Notes: Nadzeya Ostapchuk would originally qualify first, with the longest throw, and had taken part in the Final as such. Due to her doping violations, these results were annulled in August 2012. Yevgeniya Kolodko would originally qualify third, with the third longest throw, and had taken part in the Final as such.

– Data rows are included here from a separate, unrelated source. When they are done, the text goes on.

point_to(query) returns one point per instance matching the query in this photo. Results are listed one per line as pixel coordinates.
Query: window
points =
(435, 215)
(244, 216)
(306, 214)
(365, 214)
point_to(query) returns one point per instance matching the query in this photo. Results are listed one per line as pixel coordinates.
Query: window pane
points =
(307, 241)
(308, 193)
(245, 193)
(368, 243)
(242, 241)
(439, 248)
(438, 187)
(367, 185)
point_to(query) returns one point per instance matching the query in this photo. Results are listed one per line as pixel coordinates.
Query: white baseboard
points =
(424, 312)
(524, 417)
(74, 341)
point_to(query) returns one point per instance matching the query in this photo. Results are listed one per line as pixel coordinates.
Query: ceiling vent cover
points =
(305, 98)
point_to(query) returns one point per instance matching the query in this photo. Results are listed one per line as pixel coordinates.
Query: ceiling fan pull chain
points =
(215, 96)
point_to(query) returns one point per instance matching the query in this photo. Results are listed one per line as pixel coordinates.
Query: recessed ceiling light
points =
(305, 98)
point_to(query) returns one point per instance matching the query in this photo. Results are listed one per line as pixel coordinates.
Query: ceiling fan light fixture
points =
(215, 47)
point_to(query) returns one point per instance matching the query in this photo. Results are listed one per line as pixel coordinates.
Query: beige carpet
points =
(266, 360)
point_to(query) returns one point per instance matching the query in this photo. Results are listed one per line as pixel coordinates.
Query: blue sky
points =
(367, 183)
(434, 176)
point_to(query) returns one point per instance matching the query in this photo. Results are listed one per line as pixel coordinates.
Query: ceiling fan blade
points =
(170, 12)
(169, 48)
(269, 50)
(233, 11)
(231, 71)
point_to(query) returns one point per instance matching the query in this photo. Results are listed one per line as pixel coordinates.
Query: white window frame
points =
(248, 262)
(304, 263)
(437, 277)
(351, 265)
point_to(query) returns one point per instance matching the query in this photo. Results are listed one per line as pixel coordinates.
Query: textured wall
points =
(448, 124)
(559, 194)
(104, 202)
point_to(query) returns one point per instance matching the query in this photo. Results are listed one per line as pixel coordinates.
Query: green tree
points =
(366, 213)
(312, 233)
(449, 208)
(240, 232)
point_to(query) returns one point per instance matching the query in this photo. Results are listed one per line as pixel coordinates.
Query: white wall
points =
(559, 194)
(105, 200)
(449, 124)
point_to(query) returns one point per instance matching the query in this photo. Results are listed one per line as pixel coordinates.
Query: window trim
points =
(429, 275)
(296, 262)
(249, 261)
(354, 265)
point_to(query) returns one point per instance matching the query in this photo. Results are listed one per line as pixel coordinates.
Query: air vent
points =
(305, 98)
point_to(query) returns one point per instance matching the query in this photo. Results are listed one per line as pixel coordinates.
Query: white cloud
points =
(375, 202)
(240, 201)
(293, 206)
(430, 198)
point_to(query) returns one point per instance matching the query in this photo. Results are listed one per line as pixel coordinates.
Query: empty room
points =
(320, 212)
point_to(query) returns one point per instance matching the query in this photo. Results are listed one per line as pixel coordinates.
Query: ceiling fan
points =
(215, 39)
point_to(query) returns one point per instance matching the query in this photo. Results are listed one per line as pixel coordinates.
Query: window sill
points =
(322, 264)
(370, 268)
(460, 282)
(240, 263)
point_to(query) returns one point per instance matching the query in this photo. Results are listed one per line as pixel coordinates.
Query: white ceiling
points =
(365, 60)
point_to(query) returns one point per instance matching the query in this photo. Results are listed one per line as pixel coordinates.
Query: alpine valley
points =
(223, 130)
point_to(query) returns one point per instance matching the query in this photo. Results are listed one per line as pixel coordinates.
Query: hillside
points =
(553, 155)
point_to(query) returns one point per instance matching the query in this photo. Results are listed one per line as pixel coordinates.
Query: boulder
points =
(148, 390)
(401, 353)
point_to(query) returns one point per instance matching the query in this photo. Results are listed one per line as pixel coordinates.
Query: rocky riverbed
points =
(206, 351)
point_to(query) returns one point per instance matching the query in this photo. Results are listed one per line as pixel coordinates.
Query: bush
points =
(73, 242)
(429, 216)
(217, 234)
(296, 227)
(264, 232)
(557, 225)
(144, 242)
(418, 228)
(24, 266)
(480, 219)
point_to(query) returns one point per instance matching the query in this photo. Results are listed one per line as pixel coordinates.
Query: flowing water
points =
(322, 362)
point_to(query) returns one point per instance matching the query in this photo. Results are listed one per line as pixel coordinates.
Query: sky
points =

Due to her doping violations, these results were annulled in August 2016. Irina Tarasova originally qualified in seventh place; her results were annulled by the Athletics Integrity Unit in August 2022.

==Final==

| Rank | Name | Nationality | #1 | #2 | #3 | #4 | #5 | #6 | Result | Notes |
|---|---|---|---|---|---|---|---|---|---|---|
| 1st place, gold medalist(s) | Valerie Adams | New Zealand | 20.61 | X | 20.70 | X | X | 20.24 | 20.70 |  |
| 2nd place, silver medalist(s) | Gong Lijiao | China | 20.13 | 19.67 | 19.91 | 19.76 | 20.22 | 20.00 | 20.22 | SB |
| 3rd place, bronze medalist(s) | Li Ling | China | 18.87 | 18.77 | 19.28 | X | 19.63 | 19.58 | 19.63 |  |
| 4 | Michelle Carter | United States | 19.05 | 18.83 | 18.92 | 19.42 | 19.12 | 18.88 | 19.42 |  |
| 5 | Liu Xiangrong | China | 19.18 | 18.88 | 18.74 | X | 18.47 | 18.77 | 19.18 |  |
| 6 | Geisa Arcanjo | Brazil | 18.27 | X | 19.02 | X | X | 17.19 | 19.02 | PB |
| 7 | Natalia Duco | Chile | 18.80 | 18.70 | 18.62 | — | — | — | 18.80 | NR |
| 8 | Christina Schwanitz | Germany | 18.20 | 18.47 | X | — | — | — | 18.47 |  |
| 9 | Natallia Mikhnevich | Belarus | 18.42 | X | 18.27 | — | — | — | 18.42 |  |
| — | Nadzeya Ostapchuk | Belarus | 20.01 | 21.31 | 21.36 | 21.15 | 21.32 | X | 21.36 | DQ (Doping) |
| — | Yevgeniya Kolodko | Russia | 19.45 | 19.52 | X | X | X | 20.48 | 20.48 | DQ (Doping) |
| — | Irina Tarasova | Russia | 19.00 | 18.80 | X | — | — | — | 19.00 | DQ (Doping) |

Notes: Nadzeya Ostapchuk, Yevgeniya Kolodko and Irina Tarasova originally placed first, third and ninth, respectively, but had these results annulled due to doping violations.